Der Oberste Gerichtshof hat als Revisionsgericht in Arbeits und Sozialrechtssachen durch die Senatspräsidentin des Obersten Gerichtshofs Dr. Fichtenau als Vorsitzende, den Hofrat Mag. Ziegelbauer und die Hofrätin Mag. Korn sowie die fachkundigen Laienrichter Mag. Manfred Joachimsthaler (aus dem Kreis der Arbeitgeber) und Christian Lewol (aus dem Kreis der Arbeitnehmer) als weitere Richter in der Arbeitsrechtssache der klagenden Partei *, gegen die beklagte Partei Land Steiermark, Hofgasse 15, 8010 Graz, vertreten durch Mag. Bernd Wurnig, Rechtsanwalt in Graz, wegen 460,08 EUR brutto sA, über die außerordentliche Revision der beklagten Partei gegen das Urteil des Oberlandesgerichts Graz als Berufungsgericht in Arbeits und Sozialrechtssachen vom 24. Mai 2022, GZ 7 Ra 79/21y 13, den
Beschluss
gefasst:
Die außerordentliche Revision wird gemäß § 508a Abs 2 ZPO mangels der Voraussetzungen des § 502 Abs 1 ZPO zurückgewiesen.
Begründung:
[1] Zwischen dem Kläger und der Beklagten besteht ein Dienstverhältnis, das dem „Dienst und Besoldungsrecht der Bediensteten des Landes Steiermark“ (Stmk L DBR) unterliegt.

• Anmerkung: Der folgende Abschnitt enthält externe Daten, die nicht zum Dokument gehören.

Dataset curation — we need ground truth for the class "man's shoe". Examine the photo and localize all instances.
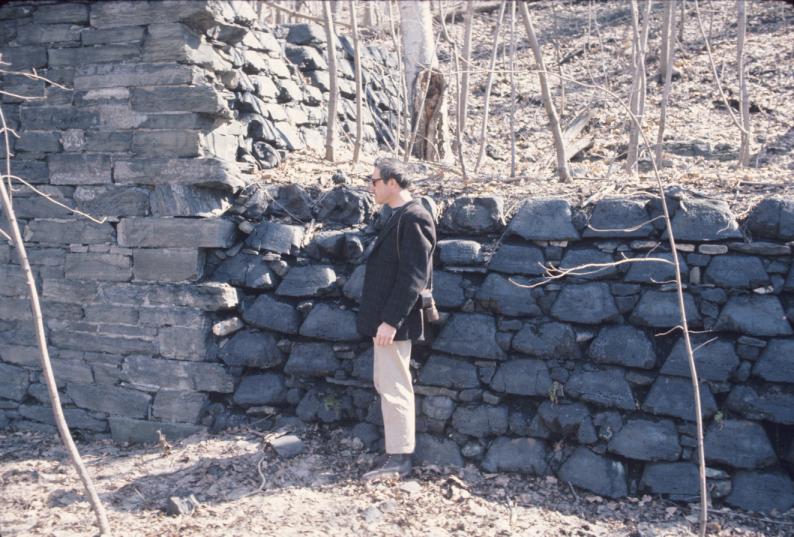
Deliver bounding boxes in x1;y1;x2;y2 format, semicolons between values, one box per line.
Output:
361;454;413;481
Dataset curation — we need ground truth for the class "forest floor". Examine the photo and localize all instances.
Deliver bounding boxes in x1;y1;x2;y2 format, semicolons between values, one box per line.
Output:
265;0;794;216
0;427;794;537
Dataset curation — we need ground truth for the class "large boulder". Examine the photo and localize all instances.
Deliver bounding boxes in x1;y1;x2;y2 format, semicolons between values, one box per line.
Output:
557;447;628;498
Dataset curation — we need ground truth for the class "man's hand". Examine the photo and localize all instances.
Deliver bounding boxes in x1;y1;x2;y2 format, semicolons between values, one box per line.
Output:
375;323;397;347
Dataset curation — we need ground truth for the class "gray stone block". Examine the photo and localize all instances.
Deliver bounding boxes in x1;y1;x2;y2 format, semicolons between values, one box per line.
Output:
436;239;482;266
582;198;654;239
725;384;794;425
513;322;582;360
661;336;739;382
565;369;636;410
753;339;794;384
117;217;236;248
705;255;769;289
0;362;30;401
113;158;244;190
25;218;114;245
434;268;466;308
507;198;579;241
475;274;543;317
714;295;794;337
108;417;206;444
74;186;149;218
557;447;628;498
704;420;777;470
419;354;480;390
212;253;276;289
588;325;656;369
132;248;204;282
662;199;742;241
482;436;549;475
299;304;361;341
433;313;507;360
490;360;551;397
65;253;132;282
121;356;234;393
245;222;304;254
66;383;151;418
243;295;301;334
725;471;794;513
551;282;620;324
219;330;284;369
623;252;689;283
629;290;701;328
276;265;336;297
642;375;717;421
488;244;545;276
284;343;342;377
413;433;463;468
640;462;700;498
234;373;287;407
152;389;207;423
452;405;507;438
439;196;504;235
608;419;681;461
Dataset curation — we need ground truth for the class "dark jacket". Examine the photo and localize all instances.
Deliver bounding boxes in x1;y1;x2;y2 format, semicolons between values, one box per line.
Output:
356;200;436;341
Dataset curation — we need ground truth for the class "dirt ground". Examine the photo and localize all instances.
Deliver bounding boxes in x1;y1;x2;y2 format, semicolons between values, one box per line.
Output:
0;427;794;537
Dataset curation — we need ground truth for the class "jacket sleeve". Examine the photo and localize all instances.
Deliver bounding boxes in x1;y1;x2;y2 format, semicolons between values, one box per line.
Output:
381;213;436;328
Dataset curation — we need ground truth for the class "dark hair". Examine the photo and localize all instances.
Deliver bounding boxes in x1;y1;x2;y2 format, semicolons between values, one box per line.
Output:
375;157;411;188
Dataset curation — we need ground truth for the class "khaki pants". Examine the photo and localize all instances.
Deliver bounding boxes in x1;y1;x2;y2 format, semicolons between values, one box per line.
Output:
373;341;416;455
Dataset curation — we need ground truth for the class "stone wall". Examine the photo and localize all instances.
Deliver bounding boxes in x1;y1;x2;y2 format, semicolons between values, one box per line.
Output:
0;2;794;510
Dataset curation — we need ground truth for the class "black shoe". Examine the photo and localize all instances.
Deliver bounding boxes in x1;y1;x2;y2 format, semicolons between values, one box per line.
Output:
361;453;413;481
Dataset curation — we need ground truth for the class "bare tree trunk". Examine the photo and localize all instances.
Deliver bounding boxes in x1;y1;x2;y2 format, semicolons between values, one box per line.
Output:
0;109;111;537
323;2;338;162
510;0;516;177
350;0;364;164
656;0;675;166
458;0;474;131
399;0;452;161
474;0;507;174
519;2;571;182
736;0;751;168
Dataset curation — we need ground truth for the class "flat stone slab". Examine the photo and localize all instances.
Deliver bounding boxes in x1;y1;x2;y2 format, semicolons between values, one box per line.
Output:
557;447;628;498
642;376;717;421
629;290;701;328
588;325;656;369
725;471;794;513
565;369;636;410
661;336;739;382
753;339;794;384
507;198;579;241
475;274;543;317
419;354;480;390
551;282;620;324
704;420;777;470
714;295;794;337
117;218;237;248
433;313;507;360
482;436;549;475
298;304;361;341
490;359;551;397
662;199;742;242
608;419;681;461
582;198;654;238
488;244;546;276
512;322;582;359
704;255;769;289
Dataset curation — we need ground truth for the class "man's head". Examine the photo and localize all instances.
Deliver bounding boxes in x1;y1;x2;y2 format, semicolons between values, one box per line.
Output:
370;158;411;205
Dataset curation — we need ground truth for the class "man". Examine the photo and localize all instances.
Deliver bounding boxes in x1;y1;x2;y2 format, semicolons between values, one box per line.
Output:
356;159;436;480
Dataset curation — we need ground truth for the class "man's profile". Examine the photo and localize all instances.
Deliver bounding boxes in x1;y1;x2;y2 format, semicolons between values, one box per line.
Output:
356;159;436;480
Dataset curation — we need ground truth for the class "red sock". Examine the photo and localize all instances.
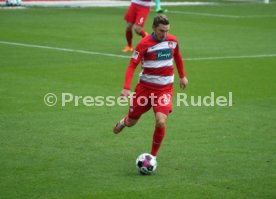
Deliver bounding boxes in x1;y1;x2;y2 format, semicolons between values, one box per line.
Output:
140;30;146;37
151;126;166;156
126;30;132;47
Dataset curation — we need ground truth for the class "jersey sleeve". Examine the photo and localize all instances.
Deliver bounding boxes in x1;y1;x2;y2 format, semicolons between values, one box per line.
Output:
174;42;185;78
124;43;143;90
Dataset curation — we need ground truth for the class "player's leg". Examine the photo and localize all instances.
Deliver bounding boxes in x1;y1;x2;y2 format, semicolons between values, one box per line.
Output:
123;22;133;52
151;90;172;156
113;85;151;134
151;112;167;156
113;115;139;134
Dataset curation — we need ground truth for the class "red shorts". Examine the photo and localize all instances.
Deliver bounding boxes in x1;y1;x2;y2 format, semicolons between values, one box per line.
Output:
128;84;172;119
124;3;150;27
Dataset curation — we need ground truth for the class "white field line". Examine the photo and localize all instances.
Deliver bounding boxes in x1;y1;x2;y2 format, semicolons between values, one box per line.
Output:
0;41;276;61
0;41;129;58
168;10;276;19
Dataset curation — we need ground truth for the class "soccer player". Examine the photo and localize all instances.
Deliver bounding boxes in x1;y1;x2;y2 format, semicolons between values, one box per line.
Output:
154;0;168;13
113;15;188;157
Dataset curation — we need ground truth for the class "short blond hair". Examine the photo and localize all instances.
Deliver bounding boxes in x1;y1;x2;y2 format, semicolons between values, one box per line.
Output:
152;15;170;27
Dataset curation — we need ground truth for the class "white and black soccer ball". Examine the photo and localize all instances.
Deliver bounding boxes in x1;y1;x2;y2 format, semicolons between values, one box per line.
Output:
136;153;157;175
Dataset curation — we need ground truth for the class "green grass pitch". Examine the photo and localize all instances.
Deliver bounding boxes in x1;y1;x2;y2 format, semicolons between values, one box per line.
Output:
0;2;276;199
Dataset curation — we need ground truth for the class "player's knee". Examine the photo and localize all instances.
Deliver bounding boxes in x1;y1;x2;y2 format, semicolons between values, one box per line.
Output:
155;118;166;128
134;26;142;35
126;118;138;127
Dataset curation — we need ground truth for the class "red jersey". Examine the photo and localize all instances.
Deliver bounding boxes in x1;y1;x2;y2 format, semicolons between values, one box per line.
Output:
124;34;185;90
131;0;151;7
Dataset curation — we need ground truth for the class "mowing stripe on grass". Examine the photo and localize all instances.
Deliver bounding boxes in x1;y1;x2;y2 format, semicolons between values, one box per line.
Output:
0;41;276;61
168;10;276;19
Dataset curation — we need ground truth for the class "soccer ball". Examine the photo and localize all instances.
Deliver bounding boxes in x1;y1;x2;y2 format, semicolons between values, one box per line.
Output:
136;153;157;175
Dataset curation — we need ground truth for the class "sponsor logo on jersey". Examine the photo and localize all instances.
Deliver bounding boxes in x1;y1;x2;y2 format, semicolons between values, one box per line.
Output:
156;49;172;60
168;41;173;48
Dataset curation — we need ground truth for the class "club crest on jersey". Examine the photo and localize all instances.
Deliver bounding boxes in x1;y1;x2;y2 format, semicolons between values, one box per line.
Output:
168;41;173;48
156;49;172;60
131;51;139;59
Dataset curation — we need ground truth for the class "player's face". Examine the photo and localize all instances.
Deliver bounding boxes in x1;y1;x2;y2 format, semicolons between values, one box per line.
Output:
153;24;170;41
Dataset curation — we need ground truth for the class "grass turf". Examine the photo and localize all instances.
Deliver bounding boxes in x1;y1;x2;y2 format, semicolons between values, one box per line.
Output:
0;3;276;199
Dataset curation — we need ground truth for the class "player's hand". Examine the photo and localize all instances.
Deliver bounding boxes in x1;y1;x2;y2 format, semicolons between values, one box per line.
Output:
179;77;188;89
120;89;130;100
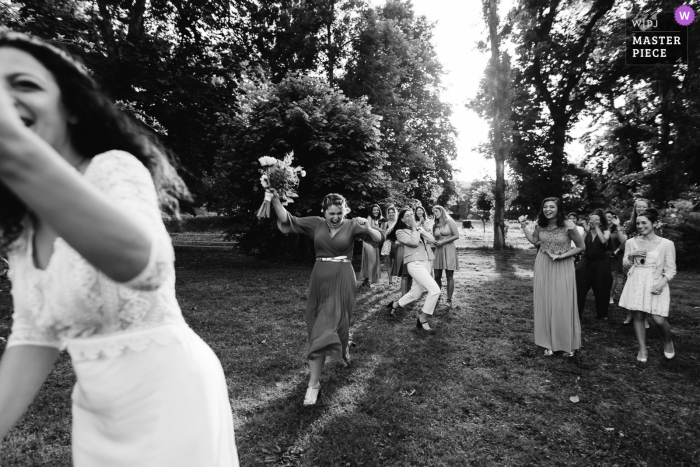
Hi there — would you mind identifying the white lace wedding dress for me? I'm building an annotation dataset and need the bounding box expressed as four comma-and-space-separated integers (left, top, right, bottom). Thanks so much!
7, 151, 238, 467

[2] Der Kläger war von 13. 11. bis 21. 11. 2020 als „K1 Person“ auf Basis der §§ 1, 5, 6, 7 und 17 des Epidemiegesetzes 1950 (EpiG) in der geltenden Fassung per Bescheid abgesondert. In diesem Zeitraum hätte er bei Erbringung der Arbeitsleistung einen Anspruch auf eine Journaldienstvergütung von 332,05 EUR brutto und eine Sonntagsvergütung von 128,03 EUR brutto gehabt.
[3] Der Kläger begehrt gestützt auf § 32 Abs 3 EpiG die Zahlung dieser Beträge.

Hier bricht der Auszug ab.